Ein weiteres, immer wichtiger gewordenes Medium stellt das Internet dar. Hier sind wir dank unseres Informatikers schon seit Anfang 1997 mit einer eigenen Homepage und schon kurze Zeit später mit einem sehr intensiv genutzten Diskussionsforum vertreten.
Wer unsere Homepage regelmäßig besucht, konnte feststellen, dass er uns zum 20 jährigen Jubiläum noch einmal eine neue Homepage geschenkt hat, die nicht nur das Corporate-ldentity Design unseres Vereins hat, sondern auch den Anforderungen einer barrierefreien Homepage entsprach, ein Intranet für die Gruppenleiterinnen und ein mit Suchfunktion ausgerüstetes Diskussionsforum hatte. Dank seines unermüdlichen Einsatzes als Programmierer für den Verein können wir die Homepage damit auch weiterhin völlig werbefrei halten und verfügen im Büro über ein stets funktionierendes Netzwerk von Computern.
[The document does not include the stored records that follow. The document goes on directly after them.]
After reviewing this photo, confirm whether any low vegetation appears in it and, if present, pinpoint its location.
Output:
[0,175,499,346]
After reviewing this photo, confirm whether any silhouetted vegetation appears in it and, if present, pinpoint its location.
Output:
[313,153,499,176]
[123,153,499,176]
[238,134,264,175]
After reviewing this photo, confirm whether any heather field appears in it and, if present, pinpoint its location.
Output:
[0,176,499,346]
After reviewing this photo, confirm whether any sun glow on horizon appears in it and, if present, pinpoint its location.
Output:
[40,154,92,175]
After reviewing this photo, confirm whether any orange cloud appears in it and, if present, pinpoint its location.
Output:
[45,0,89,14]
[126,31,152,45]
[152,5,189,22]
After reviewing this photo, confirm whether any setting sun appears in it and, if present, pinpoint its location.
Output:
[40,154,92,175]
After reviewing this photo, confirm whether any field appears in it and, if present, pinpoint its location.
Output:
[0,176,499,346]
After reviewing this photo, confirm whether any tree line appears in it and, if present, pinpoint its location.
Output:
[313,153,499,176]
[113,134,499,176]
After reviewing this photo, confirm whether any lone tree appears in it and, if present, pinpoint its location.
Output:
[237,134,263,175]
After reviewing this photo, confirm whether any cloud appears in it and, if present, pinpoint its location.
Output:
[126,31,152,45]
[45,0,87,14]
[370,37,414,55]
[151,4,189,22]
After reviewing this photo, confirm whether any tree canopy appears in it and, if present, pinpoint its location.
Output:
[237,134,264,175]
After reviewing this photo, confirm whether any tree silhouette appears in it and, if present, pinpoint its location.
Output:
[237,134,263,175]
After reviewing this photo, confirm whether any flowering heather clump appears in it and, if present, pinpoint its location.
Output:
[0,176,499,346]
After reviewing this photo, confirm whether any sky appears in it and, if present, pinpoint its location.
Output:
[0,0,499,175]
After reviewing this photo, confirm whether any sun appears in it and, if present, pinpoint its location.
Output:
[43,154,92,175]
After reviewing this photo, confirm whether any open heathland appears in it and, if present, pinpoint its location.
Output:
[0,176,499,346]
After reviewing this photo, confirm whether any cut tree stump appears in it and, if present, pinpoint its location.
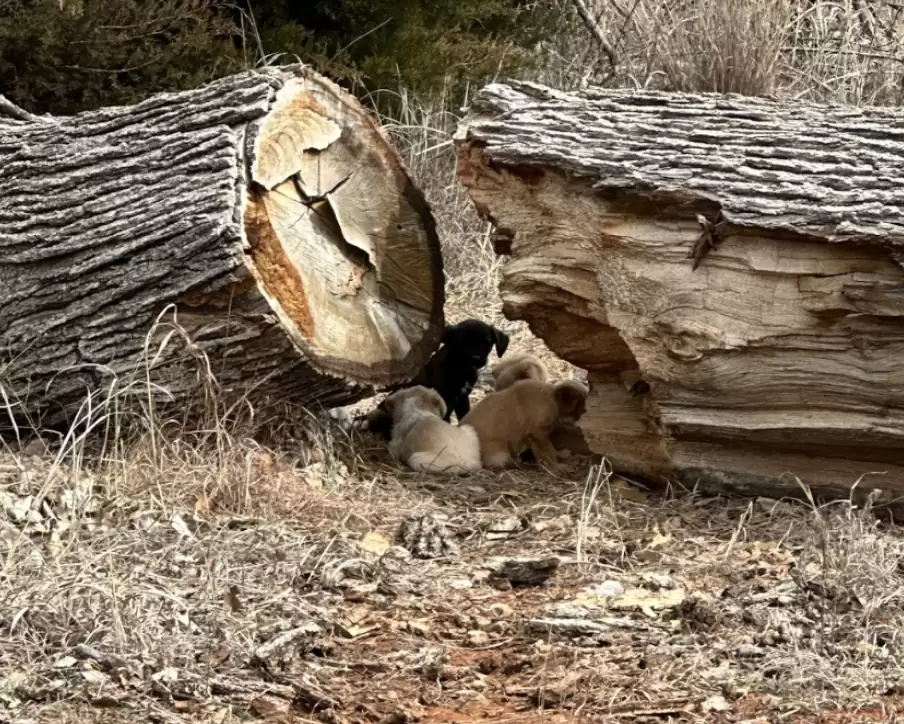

Nun wird es auch zum 30jährigen Jubiläum wieder eine neue Homepage geben, denn die Zeiten und die technischen Möglichkeiten ändern sich. Zukünftig sollen sich alle Pfade stärker an den Interessen der Suchenden orientieren. Dazu kommt, dass sich mit der neuen Homepage auch Eingaben und Änderungen schneller und einfacher durchführen lassen, so dass Sie viel öfter aktuelle Meldungen finden werden.
Einzug haben auch neue Medien wie Facebook und WhatsApp genommen, über die sich TeilnehmerInnen vor und nach Seminaren oder die Regionalgruppenleitungen untereinander vernetzen. So sehr sich der Zusammenhalt und der Informationsaustausch damit wesentlich verbessern lässt und für uns unverzichtbar geworden ist, so sehr sollten wir trotzdem immer wieder darauf achten, dass aus Datenschutzgründen keine ganz persönlichen Gesundheitsdaten kommuniziert werden.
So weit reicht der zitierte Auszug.